The citizens of Hilton Head, S.C., sported bumper stickers that read "Honk if Bobby Owes You" in 1987 after the home builder's leveraged buyout of vast holdings failed, laying waste not only to the real-estate market but service industry of the vacation playland.

Now the 58-year-old head of a sprawling Celebration-based resort firm, Ginn re-created that maelstrom in microcosm after buying an 80 percent stake in MB2 Motorsports in 2006. He hired scores of employees, invested in expensive equipment, said all the right things about the long haul. But as debts mounted and he was unable to replace his resort empire as a rotating sponsor on his three-car Nextel Cup team, he laid off almost 100 employees and sold out to Dale Earnhardt Inc. in July, becoming a minority partner rarely seen at the track.

Ultimately, his maneuver had the look of an investor buying a house on the cheap and flipping it, as DEI moved into Ginn Racing's larger shop as part of the transaction. Former drivers Sterling Marlin and Joe Nemechek have since sued for unpaid wages.

Ginn representatives did not respond to requests for an interview.

He wasn't the first to overestimate his wealth and potential. J.D. Stacy, a Kentucky coal baron who entered the sport in 1977, owned/sponsored a record seven cars in the 1982 Daytona 500. A year later he fled, with lawsuits and vitriolic debtors and owners in his wake.

While bodies such as Major League Baseball and the National Football League control franchise sales and investigate ownership groups, NASCAR claims to yield to the free market.

"NASCAR is open to any team that can show up to the track and get in the show," NASCAR spokesman Ramsey Poston said. "Throughout our history some owners have succeeded and some have failed. Like most businesses, probably more have failed than succeeded"

The new batch of owners appears sound. Besides Gillett and Henry, who according to the Boston Globe paid more than $50-million for 50 percent of Roush's outfit, British billionaire Robert Kauffman recently bought half of Michael Waltrip Racing, and Arizona Diamondbacks managing partner Jeff Moorad and chief operating officer Tom Garfinkel secured a controlling interest in Hall of Fame Racing. Richard Childress quietly began the trend when he added unnamed investors two years ago.

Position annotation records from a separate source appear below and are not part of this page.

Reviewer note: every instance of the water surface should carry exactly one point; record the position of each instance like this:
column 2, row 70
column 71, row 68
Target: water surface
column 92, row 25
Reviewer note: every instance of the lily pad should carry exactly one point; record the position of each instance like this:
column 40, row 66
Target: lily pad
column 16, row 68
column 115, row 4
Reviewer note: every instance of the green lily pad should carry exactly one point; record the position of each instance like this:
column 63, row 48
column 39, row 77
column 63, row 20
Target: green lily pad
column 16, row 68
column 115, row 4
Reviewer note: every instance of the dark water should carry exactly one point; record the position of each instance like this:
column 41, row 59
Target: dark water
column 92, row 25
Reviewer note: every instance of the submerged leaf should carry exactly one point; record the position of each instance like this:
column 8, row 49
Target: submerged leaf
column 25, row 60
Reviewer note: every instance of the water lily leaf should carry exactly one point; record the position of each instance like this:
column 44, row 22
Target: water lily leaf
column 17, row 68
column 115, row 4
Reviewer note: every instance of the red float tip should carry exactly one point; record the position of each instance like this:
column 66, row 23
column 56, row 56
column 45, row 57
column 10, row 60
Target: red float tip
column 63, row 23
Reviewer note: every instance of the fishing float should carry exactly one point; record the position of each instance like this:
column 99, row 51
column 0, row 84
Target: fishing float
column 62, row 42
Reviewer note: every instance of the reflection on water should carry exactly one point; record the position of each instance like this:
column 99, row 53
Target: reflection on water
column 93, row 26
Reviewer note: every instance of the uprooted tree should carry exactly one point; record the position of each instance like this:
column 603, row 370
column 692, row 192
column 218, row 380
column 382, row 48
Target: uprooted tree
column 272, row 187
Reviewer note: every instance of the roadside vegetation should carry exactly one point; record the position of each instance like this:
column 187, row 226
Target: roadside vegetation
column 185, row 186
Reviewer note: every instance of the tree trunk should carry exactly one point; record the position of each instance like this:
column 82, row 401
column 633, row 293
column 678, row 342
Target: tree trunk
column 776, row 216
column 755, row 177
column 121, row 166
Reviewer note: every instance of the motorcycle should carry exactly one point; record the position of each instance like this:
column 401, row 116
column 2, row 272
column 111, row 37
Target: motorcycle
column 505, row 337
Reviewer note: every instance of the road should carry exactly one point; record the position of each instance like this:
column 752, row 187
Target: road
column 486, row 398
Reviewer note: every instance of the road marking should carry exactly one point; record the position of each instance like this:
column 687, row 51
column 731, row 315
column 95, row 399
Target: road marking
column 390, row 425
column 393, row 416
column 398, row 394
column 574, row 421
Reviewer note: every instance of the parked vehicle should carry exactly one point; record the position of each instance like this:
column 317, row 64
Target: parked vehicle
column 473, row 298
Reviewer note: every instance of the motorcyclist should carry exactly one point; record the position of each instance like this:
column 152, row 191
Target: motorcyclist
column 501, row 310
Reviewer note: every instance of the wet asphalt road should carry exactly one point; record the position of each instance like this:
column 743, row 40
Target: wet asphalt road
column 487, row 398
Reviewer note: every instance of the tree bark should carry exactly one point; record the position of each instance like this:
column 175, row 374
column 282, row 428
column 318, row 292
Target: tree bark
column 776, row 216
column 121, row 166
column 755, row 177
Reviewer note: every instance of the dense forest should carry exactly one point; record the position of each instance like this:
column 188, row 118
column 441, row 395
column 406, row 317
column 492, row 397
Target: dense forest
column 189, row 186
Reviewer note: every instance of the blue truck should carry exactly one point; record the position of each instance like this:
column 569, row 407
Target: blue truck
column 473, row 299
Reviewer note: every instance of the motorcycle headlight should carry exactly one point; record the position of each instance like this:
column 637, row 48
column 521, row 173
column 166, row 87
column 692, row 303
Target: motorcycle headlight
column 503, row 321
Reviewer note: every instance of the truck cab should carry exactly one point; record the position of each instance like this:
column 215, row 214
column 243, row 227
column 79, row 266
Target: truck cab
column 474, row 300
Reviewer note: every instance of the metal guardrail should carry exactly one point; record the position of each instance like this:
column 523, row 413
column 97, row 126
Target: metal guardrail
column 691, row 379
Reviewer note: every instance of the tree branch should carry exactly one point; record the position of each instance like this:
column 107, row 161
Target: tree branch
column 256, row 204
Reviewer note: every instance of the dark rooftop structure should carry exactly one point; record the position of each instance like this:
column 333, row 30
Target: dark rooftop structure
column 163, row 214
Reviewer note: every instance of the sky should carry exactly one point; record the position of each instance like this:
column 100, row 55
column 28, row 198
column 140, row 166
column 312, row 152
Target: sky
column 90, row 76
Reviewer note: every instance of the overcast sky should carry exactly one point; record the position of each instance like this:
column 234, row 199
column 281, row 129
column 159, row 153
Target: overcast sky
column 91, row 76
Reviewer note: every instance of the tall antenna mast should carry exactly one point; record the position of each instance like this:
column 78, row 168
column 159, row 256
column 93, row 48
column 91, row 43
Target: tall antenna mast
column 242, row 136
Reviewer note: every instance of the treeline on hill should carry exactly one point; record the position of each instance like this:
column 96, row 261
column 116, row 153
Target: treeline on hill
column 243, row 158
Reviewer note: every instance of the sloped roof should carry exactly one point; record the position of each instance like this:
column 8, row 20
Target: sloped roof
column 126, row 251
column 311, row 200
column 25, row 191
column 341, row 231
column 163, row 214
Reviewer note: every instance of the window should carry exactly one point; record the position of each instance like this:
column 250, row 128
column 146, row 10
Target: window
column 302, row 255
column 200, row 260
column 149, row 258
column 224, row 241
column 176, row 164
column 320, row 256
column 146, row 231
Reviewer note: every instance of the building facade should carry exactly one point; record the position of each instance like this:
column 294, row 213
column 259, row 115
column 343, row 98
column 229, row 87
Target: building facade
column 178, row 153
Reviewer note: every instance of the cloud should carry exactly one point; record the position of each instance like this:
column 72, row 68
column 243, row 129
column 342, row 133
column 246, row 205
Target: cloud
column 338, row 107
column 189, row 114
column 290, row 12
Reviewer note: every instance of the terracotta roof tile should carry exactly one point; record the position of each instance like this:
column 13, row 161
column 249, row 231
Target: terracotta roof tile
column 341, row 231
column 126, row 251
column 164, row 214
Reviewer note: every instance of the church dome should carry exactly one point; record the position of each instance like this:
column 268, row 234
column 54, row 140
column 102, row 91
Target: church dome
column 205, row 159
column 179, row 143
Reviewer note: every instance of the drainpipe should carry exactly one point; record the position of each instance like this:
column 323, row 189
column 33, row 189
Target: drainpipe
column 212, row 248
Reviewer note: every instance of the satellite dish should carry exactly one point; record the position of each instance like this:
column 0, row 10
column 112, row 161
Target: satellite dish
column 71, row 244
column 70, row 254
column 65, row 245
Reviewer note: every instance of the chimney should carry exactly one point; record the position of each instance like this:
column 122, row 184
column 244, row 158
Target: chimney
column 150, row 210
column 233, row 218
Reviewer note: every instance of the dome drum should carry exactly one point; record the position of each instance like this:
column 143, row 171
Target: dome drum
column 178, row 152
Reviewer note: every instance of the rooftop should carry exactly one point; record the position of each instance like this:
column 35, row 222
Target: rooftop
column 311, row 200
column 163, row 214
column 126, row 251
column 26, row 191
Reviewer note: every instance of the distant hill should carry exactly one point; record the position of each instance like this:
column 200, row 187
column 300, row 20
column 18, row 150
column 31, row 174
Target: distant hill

Each investor has his reasons. Gillett and Henry were longtime fans, but even the most avid hobbyist likely wouldn't venture on a dalliance this expensive without the prospect of profit. Gillett, owner of the Montreal Canadiens and co-owner of Liverpool Football Club, sold the Harlem Globetrotters and a share of the Miami Dolphins when other opportunities interested him. The consolidation of teams and influx of outside investment make this a volatile time, De Lorenzo said, though he noted Gillett has the "deep pockets" to last.

"It's great to have this infusion of money," De Lorenzo said. "But now it's $20-million to run a single front-line car for the season. ... Eventually there is going to be only a handful of teams and I think some of these people who come in, they're going to get over their head and they're going to spike salaries again and they're going to take a lot of people from their current situations and then implode."

Veteran driver Kyle Petty, whose family team has raced in NASCAR since its inception, said "how race people are" has for years made owners vulnerable to snake oil salesmen and the traveling preacher show. Petty said a stranger with an ubiquitous old briefcase began showing up at races in 1988, boasting that he represented a company that wanted to invest $15-million to $20-million in a team.

"A sponsorship was $2-million," Petty said. "Along the road (at Talladega) ... he had a motorhome parked there. You could sit there - I think (team owner) Eddie (Wood) and them went and talked to him - and he invited people out. Darrell (Waltrip) went out there. Everyone went out and talked to them. He came to about 10-12 races right in a row. You'd see him out to dinner with (team owner Robert) Yates, all kinds of people. The guy called the racetrack and got garage tickets and just happened to walk through there and tell people these stories and everybody bought it.

"That's the way race people are. If they think anybody's got money, we're all hookers."